Lectures

FACE À LA CRISE

Derrière la « crise du siècle », la possibilité d’un monde nouveau

lundi 2 février 2009
Lecture .

Ancien directeur du Monde diplomatique, président de l’association Mémoire des luttes, Ignacio Ramonet souligne dans son nouvel ouvrage la faillite de la doctrine néolibérale et plaide pour un « socialisme du XXIe siècle » qui redonne l’initiative aux citoyens.

Le Krach parfait. Crise du siècle et refondation de l’avenir.

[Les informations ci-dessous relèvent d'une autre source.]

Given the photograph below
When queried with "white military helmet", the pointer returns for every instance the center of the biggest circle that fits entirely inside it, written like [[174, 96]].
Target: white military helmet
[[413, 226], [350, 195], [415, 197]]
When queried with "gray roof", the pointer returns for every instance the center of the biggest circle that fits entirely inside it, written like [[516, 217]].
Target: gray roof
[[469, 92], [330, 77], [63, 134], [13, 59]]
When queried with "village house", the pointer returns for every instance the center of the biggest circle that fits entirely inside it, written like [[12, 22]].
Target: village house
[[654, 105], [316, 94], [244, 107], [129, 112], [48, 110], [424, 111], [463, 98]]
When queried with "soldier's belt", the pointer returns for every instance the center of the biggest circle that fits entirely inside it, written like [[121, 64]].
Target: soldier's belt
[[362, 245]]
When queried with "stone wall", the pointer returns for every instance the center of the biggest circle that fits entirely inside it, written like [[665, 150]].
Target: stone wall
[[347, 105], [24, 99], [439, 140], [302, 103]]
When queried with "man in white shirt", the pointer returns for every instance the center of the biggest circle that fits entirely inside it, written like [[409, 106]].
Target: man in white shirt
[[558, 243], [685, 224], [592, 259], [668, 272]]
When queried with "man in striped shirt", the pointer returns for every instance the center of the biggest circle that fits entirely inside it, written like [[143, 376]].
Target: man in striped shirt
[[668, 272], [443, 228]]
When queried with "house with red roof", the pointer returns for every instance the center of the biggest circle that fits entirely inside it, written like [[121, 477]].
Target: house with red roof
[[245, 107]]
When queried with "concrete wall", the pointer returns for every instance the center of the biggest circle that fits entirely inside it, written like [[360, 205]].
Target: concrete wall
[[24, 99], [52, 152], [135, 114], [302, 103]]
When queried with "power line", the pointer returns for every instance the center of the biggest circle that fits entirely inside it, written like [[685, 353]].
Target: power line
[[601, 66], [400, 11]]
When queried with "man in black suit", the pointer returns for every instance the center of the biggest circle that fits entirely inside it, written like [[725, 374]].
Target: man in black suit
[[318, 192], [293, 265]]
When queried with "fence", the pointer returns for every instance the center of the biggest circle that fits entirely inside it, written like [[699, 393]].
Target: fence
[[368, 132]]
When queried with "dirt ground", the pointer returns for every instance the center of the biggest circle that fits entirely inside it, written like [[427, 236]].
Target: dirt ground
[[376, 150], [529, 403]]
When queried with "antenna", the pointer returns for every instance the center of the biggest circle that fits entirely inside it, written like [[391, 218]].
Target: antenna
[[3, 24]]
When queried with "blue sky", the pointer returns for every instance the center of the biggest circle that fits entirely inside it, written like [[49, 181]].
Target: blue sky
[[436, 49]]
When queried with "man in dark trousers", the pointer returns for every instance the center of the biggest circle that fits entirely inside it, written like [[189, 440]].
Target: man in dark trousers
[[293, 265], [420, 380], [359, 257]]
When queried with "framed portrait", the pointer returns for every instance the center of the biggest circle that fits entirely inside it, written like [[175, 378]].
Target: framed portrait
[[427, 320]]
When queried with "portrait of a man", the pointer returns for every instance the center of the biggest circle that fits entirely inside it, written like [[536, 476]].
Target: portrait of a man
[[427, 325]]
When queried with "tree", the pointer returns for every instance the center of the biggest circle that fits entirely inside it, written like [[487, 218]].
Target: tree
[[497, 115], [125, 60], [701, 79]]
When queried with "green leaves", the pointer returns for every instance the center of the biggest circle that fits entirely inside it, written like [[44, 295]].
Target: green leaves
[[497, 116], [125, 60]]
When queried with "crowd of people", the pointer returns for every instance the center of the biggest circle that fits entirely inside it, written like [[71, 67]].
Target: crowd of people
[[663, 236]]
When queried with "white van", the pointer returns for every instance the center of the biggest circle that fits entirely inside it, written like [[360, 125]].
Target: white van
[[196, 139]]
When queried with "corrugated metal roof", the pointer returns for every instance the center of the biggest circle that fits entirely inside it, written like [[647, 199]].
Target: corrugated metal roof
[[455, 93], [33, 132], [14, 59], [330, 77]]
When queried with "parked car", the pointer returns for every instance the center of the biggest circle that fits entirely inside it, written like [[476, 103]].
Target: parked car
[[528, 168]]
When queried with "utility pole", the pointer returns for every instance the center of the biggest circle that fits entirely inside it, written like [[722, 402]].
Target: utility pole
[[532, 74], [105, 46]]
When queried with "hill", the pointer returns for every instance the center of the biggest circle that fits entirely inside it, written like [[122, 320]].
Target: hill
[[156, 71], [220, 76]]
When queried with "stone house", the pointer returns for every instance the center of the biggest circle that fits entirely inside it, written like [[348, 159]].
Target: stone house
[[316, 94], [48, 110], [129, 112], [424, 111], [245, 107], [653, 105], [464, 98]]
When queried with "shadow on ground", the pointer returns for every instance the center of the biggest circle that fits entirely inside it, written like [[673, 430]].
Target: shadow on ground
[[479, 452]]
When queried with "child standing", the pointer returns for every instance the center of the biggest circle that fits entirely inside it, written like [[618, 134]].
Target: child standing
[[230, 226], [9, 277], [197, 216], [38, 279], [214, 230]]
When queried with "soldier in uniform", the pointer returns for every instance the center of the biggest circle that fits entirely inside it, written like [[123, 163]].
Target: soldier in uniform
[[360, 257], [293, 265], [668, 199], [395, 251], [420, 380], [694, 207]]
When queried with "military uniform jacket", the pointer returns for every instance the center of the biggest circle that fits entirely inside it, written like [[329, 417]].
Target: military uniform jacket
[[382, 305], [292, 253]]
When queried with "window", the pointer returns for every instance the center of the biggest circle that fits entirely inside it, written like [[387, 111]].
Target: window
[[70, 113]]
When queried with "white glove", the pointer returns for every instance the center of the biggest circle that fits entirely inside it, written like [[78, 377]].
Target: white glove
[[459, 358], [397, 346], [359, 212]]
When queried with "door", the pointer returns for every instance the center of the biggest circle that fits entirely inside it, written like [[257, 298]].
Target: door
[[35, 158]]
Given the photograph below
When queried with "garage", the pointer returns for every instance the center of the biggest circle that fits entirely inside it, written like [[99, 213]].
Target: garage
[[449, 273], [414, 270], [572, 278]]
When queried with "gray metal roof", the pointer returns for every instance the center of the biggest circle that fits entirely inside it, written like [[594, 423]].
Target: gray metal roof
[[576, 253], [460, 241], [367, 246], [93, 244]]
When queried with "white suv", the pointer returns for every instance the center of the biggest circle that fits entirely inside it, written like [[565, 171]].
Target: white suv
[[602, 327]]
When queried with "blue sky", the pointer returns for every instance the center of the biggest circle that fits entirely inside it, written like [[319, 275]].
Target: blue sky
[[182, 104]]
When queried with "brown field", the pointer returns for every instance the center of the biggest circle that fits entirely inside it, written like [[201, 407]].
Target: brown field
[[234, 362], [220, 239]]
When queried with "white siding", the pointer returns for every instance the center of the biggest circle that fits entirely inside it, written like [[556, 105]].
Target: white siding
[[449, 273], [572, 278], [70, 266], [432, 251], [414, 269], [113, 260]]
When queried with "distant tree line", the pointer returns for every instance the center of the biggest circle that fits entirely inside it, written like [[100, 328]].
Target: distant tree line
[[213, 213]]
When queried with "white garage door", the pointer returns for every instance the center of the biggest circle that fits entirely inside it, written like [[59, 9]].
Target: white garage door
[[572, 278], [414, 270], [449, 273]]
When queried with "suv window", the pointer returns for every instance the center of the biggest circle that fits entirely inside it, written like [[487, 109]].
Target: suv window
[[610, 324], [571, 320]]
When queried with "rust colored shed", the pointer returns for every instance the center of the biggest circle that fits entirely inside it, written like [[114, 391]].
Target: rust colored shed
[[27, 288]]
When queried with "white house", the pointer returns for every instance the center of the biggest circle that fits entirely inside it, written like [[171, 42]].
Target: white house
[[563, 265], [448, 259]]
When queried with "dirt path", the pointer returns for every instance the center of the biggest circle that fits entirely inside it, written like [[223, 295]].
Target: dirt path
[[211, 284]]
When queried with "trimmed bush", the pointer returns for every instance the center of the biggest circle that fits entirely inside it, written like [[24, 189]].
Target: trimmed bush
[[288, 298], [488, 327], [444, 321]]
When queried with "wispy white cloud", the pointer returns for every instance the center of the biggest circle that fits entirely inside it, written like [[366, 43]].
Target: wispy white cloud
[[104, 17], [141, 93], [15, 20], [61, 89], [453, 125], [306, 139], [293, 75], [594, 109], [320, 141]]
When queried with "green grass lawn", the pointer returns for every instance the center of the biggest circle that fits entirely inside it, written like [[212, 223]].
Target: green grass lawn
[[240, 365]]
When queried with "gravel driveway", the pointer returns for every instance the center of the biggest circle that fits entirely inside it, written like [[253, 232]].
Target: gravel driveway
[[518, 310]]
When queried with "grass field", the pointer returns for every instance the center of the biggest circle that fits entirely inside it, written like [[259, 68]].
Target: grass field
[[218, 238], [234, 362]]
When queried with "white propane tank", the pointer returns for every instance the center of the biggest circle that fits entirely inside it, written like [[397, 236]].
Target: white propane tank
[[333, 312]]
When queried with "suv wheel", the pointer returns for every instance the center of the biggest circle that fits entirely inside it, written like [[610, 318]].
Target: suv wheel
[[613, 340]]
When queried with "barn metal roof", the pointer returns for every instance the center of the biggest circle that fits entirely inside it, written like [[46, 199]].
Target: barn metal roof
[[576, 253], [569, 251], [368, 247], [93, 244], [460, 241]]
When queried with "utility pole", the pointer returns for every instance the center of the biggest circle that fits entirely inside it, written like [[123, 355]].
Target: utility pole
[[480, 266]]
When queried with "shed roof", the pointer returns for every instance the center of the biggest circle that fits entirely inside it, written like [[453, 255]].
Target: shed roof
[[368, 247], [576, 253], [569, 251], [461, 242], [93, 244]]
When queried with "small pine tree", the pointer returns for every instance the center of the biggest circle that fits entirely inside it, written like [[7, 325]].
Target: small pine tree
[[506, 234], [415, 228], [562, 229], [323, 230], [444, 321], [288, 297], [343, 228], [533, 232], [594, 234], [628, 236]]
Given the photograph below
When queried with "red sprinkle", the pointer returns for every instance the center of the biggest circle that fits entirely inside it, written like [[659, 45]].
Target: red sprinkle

Éditions Galilée, 146 pages, 18 euros.

Les ouvrages autour de la crise sont désormais légion. Celui d’Ignacio Ramonet se distingue par sa qualité pédagogique. La séquence de la crise dite des « subprimes » (ou crédits hypothécaires immobiliers), aux États-Unis, y est replacée dans le temps long de l’histoire du néolibéralisme et de la financiarisation de l’économie. C’est au sein des équipes entourant les dictateurs Pinochet au Chili et Suharto en Indonésie qu’officient, au milieu des années 1970, les idéologues monétaristes dont les vues seront reprises et propagées en 1979 par Margaret Thatcher au Royaume-Uni, puis en 1980 par Ronald Reagan aux États-Unis, rappelle opportunément Ignacio Ramonet. À l’heure où la construction d’alternatives concrètes à la mondialisation néolibérale devient une urgence sociale, y compris dans les pays riches, désarmer toute prétention démocratique des néolibéraux constitue un enjeu stratégique de premier plan. Mais il ne suffit pas, évidemment, de décomplexer l’action collective. Il faut encore débusquer certaines impasses, a fortiori dans un contexte de retour au galop du politique. Dans le chapitre « La fabrique du krach », on prend ainsi la mesure de l’impact de « l’ère Internet » sur les esprits. C’est en effet par une approche du progrès des technologies de l’information et de la communication comme « promesse d’une croissance illimitée » que le néolibéralisme obtient la « conversion de la social-démocratie », au fil des années 1980 et 1990. La suite est connue : en 2001, la « bulle » Internet explose, amorçant un repli de l’économie que l’administration Bush, aux États-Unis, tentera de conjurer en encourageant les ménages modestes à investir dans l’immobilier. Le message de Ramonet est clair : il ne peut y avoir d’alternative sans effort pour arracher le progrès technique lui-même aux schémas néolibéraux. Et ce défi ne peut être relevé que sous l’impulsion politique des citoyens eux-mêmes. Face à la crise, l’ouvrage d’Ignacio Ramonet nous aide à prendre conscience de la nécessité de démocratiser l’économie à partir du débat sur les finalités de la production, et non uniquement à partir du refus, plus que légitime par ailleurs, de la spéculation.